Снег сошел почти полностью, но здесь, в зарослях, солнечные лучи не проникали дальше крон деревьев, и зима не торопилась на выход. Сугробы, пусть грязные и ноздреватые, все еще гордо стояли, отказываясь окончательно оседать. «Как королевская власть в 615 году», подумал Орландо. Вот только идти по этой королевской власти было неприятно, ботинки, пусть и теплые, были недостаточно высоки, чтобы не набрать снега. Бывший правитель только вздыхал, надеясь, что уже скоро он увидит старую дощатую калитку, и его приключения будут окончены.
Но, похоже, что он все-таки сбился – насколько он помнил, требовалось около получаса, чтобы добраться от берлоги Змея до Пожарной прогалины. Да, в те годы он был молод и полон энергии, а земля была твердой, покрытой павшей хвоей и листьями. Но даже со скидкой на возраст, усталость и сугробы, он двигался слишком медленно.
Неприятное ощущение поползло по спине, когда Орландо почему-то заметил, что местность идет под уклон. Не было такого на пути к берлоге. Он все-таки заблудился, и теперь самым разумным было бы оставаться на месте до рассвета, чтобы не усугублять положение. Но, представив себе, что надо сесть прямо здесь, в липкий, тающий снег и просидеть тут много часов, Орландо вскочил и почти бегом кинулся наверх.
Идти вверх было трудно – подошвы скользили, невесть откуда брались неразличимые в темноте кусты с острыми ветками, рвущими одежду. Но он твердо помнил, что местная пакость дело знает, и если ей поддаться, то никогда больше не увидешь дневного света, а на помощь усопших родственников он мог не рассчитывать. Вряд ли Лия пришла бы сюда, чтобы отогнать маленькую утопленницу и спасти человека, отрубившего ей голову.
Поэтому он карабкался наверх с упорством смертника, даже и не помышляя о том, чтобы поискать более удобную дорогу. Орландо весь взмок, изодрал в клочья плащ, но зато согрелся – мало того, пар валил от него столбом. Самоотверженность была вознаграждена: спустя время, показавшееся ему вечностью, он уткнулся лбом в гранитный выступ утеса, на котором некогда ночевал Бедный Рыцарь, опасаясь Змея.

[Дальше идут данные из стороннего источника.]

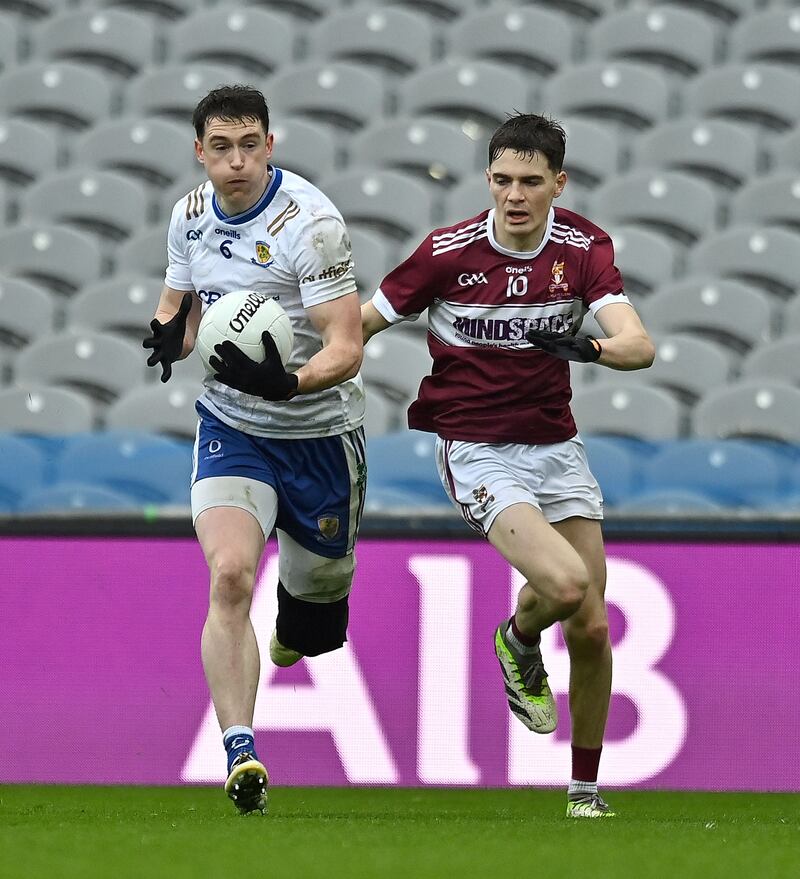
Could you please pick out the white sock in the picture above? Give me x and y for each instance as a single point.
(517, 644)
(237, 731)
(582, 787)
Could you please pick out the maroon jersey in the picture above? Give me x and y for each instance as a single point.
(488, 383)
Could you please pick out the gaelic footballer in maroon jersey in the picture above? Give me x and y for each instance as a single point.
(482, 298)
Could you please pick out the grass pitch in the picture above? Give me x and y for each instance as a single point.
(365, 833)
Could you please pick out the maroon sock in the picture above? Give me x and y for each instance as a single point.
(521, 636)
(585, 762)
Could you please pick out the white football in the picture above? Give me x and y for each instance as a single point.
(242, 316)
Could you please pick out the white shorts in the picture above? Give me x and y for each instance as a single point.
(482, 479)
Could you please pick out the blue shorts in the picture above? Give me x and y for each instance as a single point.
(320, 482)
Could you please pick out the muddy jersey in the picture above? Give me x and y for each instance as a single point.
(291, 245)
(488, 383)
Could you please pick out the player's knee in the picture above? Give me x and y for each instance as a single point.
(231, 580)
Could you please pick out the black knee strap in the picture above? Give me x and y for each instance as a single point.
(311, 627)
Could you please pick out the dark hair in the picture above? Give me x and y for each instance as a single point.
(231, 103)
(528, 133)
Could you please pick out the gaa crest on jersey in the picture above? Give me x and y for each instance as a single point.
(263, 256)
(558, 279)
(328, 526)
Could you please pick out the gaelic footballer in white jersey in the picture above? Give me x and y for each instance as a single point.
(292, 245)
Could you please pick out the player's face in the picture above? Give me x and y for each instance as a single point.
(523, 188)
(235, 154)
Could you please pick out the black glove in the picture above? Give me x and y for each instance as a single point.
(267, 379)
(167, 339)
(582, 349)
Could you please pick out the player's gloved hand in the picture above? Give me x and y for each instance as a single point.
(167, 339)
(267, 379)
(582, 349)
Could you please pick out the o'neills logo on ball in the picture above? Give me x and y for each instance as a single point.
(250, 306)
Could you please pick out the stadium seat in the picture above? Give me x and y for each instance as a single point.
(466, 92)
(149, 468)
(728, 472)
(44, 410)
(159, 9)
(633, 96)
(593, 151)
(754, 408)
(685, 364)
(66, 94)
(174, 90)
(392, 202)
(437, 9)
(773, 199)
(115, 40)
(766, 95)
(641, 412)
(61, 259)
(27, 311)
(721, 151)
(23, 467)
(373, 259)
(254, 39)
(778, 360)
(673, 39)
(339, 93)
(785, 151)
(154, 150)
(157, 408)
(502, 34)
(405, 460)
(123, 304)
(768, 35)
(101, 365)
(73, 497)
(668, 502)
(434, 149)
(763, 255)
(670, 202)
(144, 253)
(106, 203)
(397, 362)
(304, 147)
(722, 309)
(614, 466)
(646, 259)
(27, 150)
(393, 39)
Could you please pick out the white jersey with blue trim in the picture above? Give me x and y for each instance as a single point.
(291, 245)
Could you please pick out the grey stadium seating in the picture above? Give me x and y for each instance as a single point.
(390, 38)
(678, 40)
(339, 93)
(631, 95)
(721, 309)
(527, 37)
(27, 150)
(434, 149)
(149, 149)
(49, 411)
(754, 408)
(101, 365)
(62, 93)
(722, 151)
(670, 202)
(115, 40)
(62, 259)
(102, 202)
(254, 39)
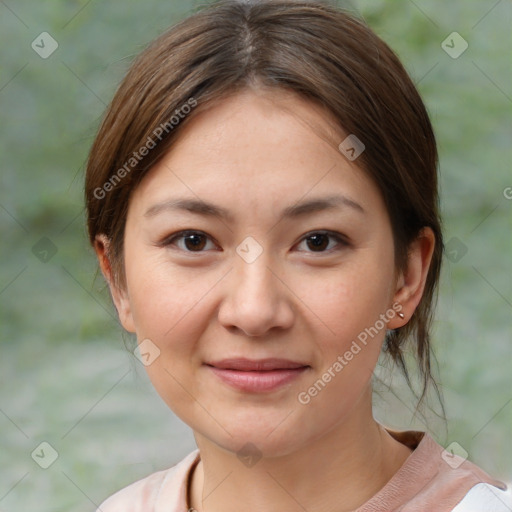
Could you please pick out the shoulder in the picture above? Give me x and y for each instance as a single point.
(485, 497)
(145, 494)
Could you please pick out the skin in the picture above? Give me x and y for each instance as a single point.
(294, 301)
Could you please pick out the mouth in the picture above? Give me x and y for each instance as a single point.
(256, 376)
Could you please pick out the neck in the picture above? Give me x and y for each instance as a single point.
(335, 473)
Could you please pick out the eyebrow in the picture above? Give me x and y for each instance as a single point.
(207, 209)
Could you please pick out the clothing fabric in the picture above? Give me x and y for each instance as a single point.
(430, 480)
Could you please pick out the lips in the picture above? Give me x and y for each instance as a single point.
(249, 365)
(257, 376)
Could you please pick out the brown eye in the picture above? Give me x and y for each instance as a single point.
(191, 241)
(320, 241)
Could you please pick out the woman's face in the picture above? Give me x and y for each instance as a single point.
(266, 270)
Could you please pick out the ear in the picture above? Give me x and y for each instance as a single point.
(411, 281)
(119, 295)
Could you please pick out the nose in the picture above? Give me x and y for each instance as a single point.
(257, 298)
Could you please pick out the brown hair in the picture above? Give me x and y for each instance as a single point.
(313, 49)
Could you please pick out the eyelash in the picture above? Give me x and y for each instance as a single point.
(338, 237)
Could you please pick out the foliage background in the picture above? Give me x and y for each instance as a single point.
(65, 376)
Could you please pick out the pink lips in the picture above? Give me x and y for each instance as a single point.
(257, 375)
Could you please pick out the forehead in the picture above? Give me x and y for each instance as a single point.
(258, 148)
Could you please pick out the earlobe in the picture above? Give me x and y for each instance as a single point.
(119, 295)
(411, 282)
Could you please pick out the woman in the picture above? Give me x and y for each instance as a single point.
(262, 198)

Орландо был спасен. Теперь он понимал, где находится, хоть и поражался, что сделал огромный крюк. Чтобы попасть в берлогу, теперь ему следовало обойти утес слева, там была дорога, ведущая от Врановых ворот к башне. А уж от башни он прекрасно знал, куда идти – эта часть леса была вполне безопасной. Во всяком случае она такой была одиннадцать лет назад, когда он последний раз навещал Змея.

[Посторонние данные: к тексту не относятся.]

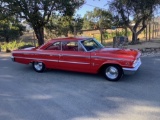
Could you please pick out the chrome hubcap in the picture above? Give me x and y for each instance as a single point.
(112, 72)
(38, 66)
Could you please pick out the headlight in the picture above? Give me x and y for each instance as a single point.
(136, 62)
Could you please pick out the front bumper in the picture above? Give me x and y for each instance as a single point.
(128, 71)
(12, 58)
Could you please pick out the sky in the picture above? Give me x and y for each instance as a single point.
(90, 5)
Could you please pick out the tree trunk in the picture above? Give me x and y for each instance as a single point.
(39, 31)
(101, 35)
(134, 38)
(7, 41)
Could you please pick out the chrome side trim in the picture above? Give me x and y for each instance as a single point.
(74, 62)
(109, 58)
(37, 59)
(69, 55)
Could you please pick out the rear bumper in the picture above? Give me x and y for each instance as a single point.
(129, 71)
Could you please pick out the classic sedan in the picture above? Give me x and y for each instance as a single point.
(81, 55)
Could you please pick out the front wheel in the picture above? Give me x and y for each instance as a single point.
(38, 66)
(113, 72)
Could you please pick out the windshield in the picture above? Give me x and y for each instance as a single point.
(91, 44)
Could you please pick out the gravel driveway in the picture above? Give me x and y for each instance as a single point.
(62, 95)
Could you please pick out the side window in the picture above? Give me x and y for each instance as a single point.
(70, 46)
(80, 48)
(55, 46)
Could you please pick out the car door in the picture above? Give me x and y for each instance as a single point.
(51, 55)
(72, 58)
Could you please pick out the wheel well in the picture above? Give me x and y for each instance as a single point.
(105, 65)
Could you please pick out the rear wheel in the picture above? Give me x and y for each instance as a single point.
(112, 72)
(38, 66)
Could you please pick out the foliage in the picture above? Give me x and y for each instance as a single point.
(98, 19)
(13, 45)
(10, 30)
(38, 12)
(62, 25)
(140, 10)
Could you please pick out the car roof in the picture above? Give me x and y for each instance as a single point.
(69, 38)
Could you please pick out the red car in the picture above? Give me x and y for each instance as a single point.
(81, 55)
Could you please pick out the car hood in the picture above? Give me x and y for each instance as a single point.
(119, 53)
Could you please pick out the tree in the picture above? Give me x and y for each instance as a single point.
(38, 12)
(62, 25)
(10, 30)
(137, 11)
(98, 19)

Даже погода будто утихомирилась, стоило ему вырваться из цепких лап путаницы. Теперь он стоял на твердой дороге, луна светила ярко, и даже ветер не колыхал ветки деревьев, давая ему возможность чувствовать себя неплохо и в изорванном плаще.
Шаг за шагом, шаг за шагом... Утес оставался по правую руку, а впереди замаячили верхушки рябин, окружающих башню. Вскорости Орландо увидел ее темный силуэт, высившийся среди леса, как громадный окаменевший тролль. Теперь идти ему было совсем легко, близость цели придавала ему сил. Поравнявшись с калиткой, он увидел, что двор аккуратно выметен, жерди забора крепко прилажены и дорожка до двери выложена камнями. Он раньше не видел ее в таком виде – башня всегда была занесена снегом, и дорожку прорубали в снегу.
Орландо коснулся рукой калитки, будто поздоровался. Интересно, спит ли Василиса, или все еще бодрствует, ожидая с войны своего дряхлого Рыцаря? Ему захотелось постучать в дверь, войти в теплое, пахнущее уютом помещение, увидеть человеческое лицо. Захотелось так сильно, что он еле сдержался, чтобы не поднять медный дверной молоток. Стоя у двери, освещенной уличным фонарем, он чувствовал, как сильно устал и замерз, как сильно ему хочется тепла и покоя. Но разве здесь будут ему рады? Нет, никогда. Лучшим решением было запахнуть плащ поплотнее и нырнуть под еловые ветки, туда, где начинался его последний путь.
Он шел медленно, силы были на исходе. Тропинка вела его вглубь леса, в такие дебри, куда даже былинные богатыри не забирались. А вот он ходил – маленький человечек, хилый и слабосильный, простой крестьянин из Плериэля. Тень гордости упала на его душу: как бы ни закончилась его жизнь, никто в этой стране никогда не делал ничего подобного, никто не поднимался из самых низов до ослепительных вершин. Орландо был человеческой песчинкой, мусоринкой, гонимой ветром, и он сумел стать тем, свергать кого пришли две армии.
Всю свою жизнь он только и делал, что ниспровергал устои – один за одним, и не его вина, что не все получилось. Интересно, где была та самая, роковая ошибка, которая привела его к падению? Ирья ДеГрассо считала, что именно преступление на Пожарной прогалине направило его жизнь по ложному пути. Дескать, убийство невинных людей сделало из него бомбу замедленного действия, которая в конце концов бахнула и похоронила дело всей его жизни.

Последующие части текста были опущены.